高齢の親をもつ子の立場から、「もし親が住宅ローンを払えなくなったら」「親が亡くなったあと、ローンが残っていたら」と不安に感じたことはないでしょうか。とくに、親が多額のローンを抱えている場合、子である自分が返済を肩代わりしなくてはならないのか、法的な義務はあるのか、気になるかたも多いはずです。

結論からいえば、子が「連帯保証人」になっていないかぎりは、親が存命中に返済を法的に強制されることはありません。しかし相続が発生したときや、特殊なローン契約を結んでいる場合は注意が必要です。

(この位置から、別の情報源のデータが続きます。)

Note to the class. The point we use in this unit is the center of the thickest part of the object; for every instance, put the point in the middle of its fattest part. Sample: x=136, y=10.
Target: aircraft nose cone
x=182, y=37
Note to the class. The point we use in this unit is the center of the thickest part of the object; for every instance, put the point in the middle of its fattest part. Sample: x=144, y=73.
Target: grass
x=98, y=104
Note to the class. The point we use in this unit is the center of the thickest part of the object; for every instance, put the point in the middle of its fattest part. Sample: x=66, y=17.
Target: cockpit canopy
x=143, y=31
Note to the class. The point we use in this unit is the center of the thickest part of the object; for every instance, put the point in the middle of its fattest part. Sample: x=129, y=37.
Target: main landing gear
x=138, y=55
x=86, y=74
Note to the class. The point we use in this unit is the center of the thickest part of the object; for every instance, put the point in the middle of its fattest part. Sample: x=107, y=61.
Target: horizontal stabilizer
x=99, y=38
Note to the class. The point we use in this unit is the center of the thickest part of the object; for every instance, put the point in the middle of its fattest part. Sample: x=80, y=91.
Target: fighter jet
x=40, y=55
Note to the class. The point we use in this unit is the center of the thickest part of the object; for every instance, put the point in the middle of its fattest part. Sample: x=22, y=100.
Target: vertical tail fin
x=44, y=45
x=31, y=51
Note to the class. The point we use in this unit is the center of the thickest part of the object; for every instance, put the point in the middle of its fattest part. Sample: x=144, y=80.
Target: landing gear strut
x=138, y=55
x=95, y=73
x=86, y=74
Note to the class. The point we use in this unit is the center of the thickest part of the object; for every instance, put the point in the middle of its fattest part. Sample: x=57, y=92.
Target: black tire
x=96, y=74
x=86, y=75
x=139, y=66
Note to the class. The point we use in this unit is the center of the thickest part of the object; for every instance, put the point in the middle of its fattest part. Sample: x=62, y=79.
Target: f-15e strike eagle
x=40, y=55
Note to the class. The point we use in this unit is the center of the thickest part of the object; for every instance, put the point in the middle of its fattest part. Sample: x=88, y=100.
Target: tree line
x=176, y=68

この記事では、親の住宅ローンに対する子の支払い義務について、法的な面と現実的な対処法を詳しく解説します。

連帯保証人かどうかで義務の有無が決まる

親の住宅ローンで子に支払い義務が発生するかどうかを分ける最大のポイントは、その契約時に子が「連帯保証人」になっているかどうかです。

子どもが連帯保証人であれば支払義務あり

もし親の住宅ローンの連帯保証人になっている場合、連帯保証人である子どもは法的に親(主債務者)と全く同じ返済義務を負います。 連帯保証人には、主債務者(親)に経済的な余裕がある場合でも、先に親に返済請求するよう求めたり、親の財産を先に差し押さえるよう求めたりする権利が一切ありません。そのため、債権者は親の住宅ローンについて連帯保証人である子に全額返済を請求することができるのです。

保証人でなければ原則として支払い義務なし

連帯保証人ではなければ、たとえ親子でも法的な支払い義務はありません。ただし、子が任意で返済を援助(肩代わり)する際には、「贈与税」に注意が必要です。親名義のローンを子が返済すると、親への資金贈与とみなされる可能性があります。一般的に親子間には扶養義務があり、生活困窮する親への生活費の仕送りは非課税です。しかし、その資金がローンの返済に充てられ親の財産維持につながる場合や、一度に多額の現金を渡す行為は贈与税の対象と判断されるリスクがあるため注意しましょう。

信用情報で確認する方法(JICC・CIC・KSC)

連帯保証人になったかどうかの記憶が曖昧な場合は、信用情報機関へ情報開示請求をすれば確認できます。信用情報とは、ローンやクレジットカードの契約・支払い状況を記録したデータです。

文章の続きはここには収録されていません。